You can think of 3AL as Facebook for businesses or Etsy — if it went beyond arts and crafts. It connects businesses and creates a direct line between buyer and seller.
It doesn’t feel as if 3AL is trying to be a generalised social network aimed at subverting Facebook’s reign. In fact, when you first visit the site, your eyes are met with a big blue “Sign in with Facebook” button. That’s a smart move. One senses 3AL’s strength lies in becoming a niche network for connecting businesses and building relationships between sellers and buyers.

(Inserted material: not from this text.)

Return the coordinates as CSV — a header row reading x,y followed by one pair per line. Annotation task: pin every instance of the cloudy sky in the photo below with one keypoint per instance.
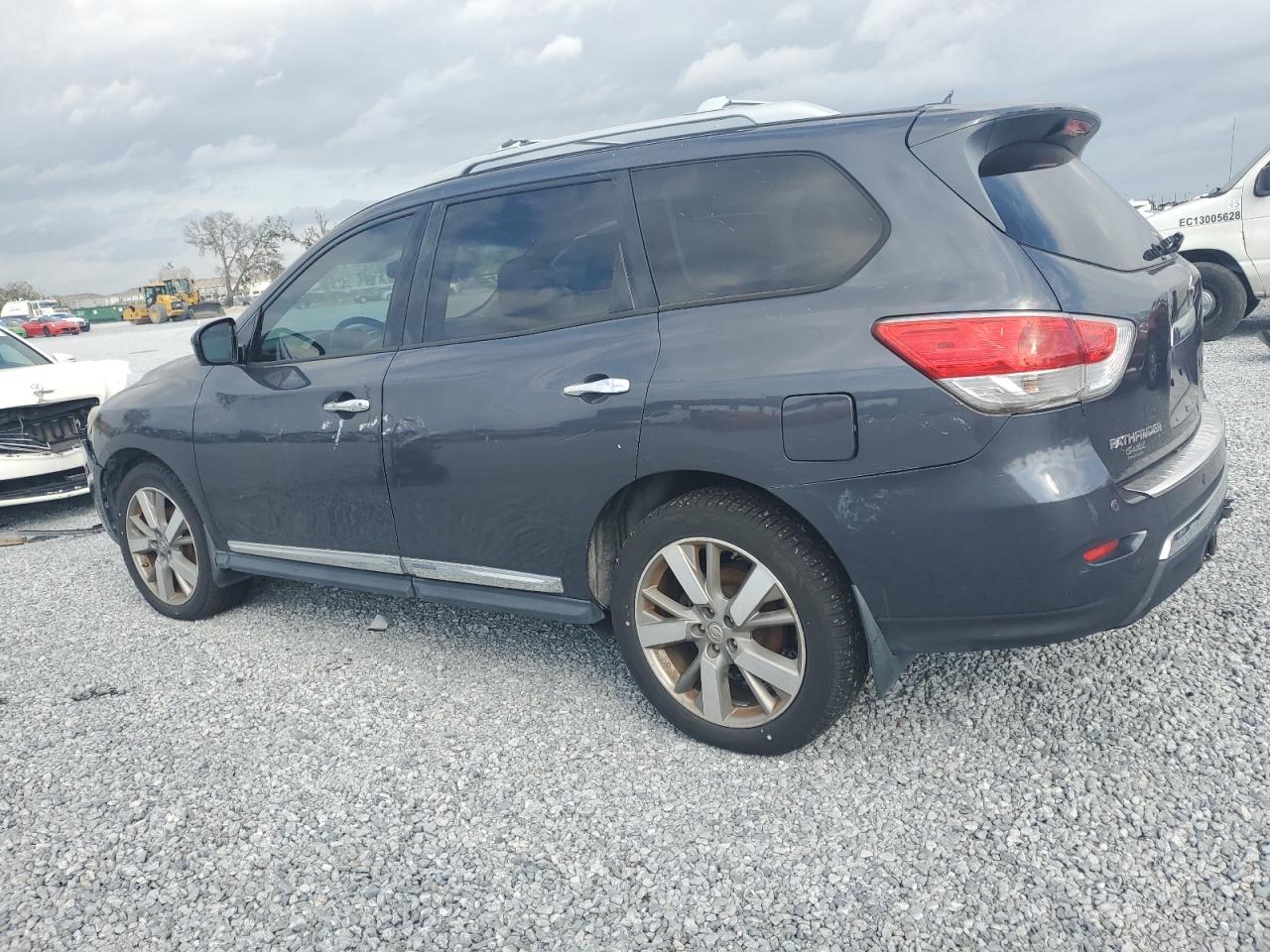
x,y
126,118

It’s difficult to definitively say however, whether or not 3AL is tailored for business-to-business (B2B) networking, or if it would indeed like to take on Facebook to some extent. It encourages you to “connect with your friends and businesses by inviting them with your Facebook account or by sending them an email invitation.” As it encourages both casual and businesses connections, it seems that it might have ambitions beyond being purely a B2B social network.
3AL is likely to see most social engagement take place among sellers that find themselves part of each other’s supply chain. Facebook wasn’t built with these connections in mind. Buyers — you and me — are already invested in Facebook for general socialising. Then again, Etsy which enables social networking aspects for all its user types, seems to be doing just fine.
Whatever 3AL’s ultimate direction, for the foreseeable future, strong Facebook integration will allow its businesses to benefit from buyers’ existing Facebook social graphs.
Browsing through the site is fairly intuitive. The most important section of 3AL is the “Mart” which lists items available for sale. Clicking on an item reveals the seller which has a Profile Page showing detailed information about the merchant and their business(es). All businesses are also listed in the aptly named “Businesses” section.
Striking up a conversation with a seller is a breeze and once you’re ready items can be purchased directly on 3AL. As a bonus, purchases are shipped post haste, thanks to 3AL’s courier partnership — online buying is currently restricted to Nigeria. Communication between buyers and sellers on 3AL takes place through both messages and real-time chat. It poses huge potential for customer support.
Both individuals and businesses have an “Activity Page” which is has as a social media “Wall” for posting messages as well as a picture albums section for personal and product images. Lastly, 3AL Spaces allow businesses to build their own basic websites.
3AL has yet to officially launch, but hopes to compete locally with Dealdey, Dealfish, Google Trader, Qluqlu, All4Naija, Sabunta and Kasuwa. Internationally 3AL has its sights set on competing with the likes of eBay, Amazon, Gumtree and CraigsList. Focused on developing the brand in Nigeria first, 3AL has its sights set on eventually branching out in Africa.
Ada Amogu, 3AL Executive Director, Business Development tells us that the site is self-funded and that revenue will be generated through advertising space and transaction fees from items sold online through 3AL.
3AL is one of those big ideas that we would love to see succeed. It’s an end-to-end solution for customer support and discovering, buying — 3AL’s payment solution is currently integrated with all major switches in Nigeria to accept most credit and debit cards — and shipping goods without hassle.
If it can be more assertive about its identity, 3AL might very well become a leader in African eCommerce.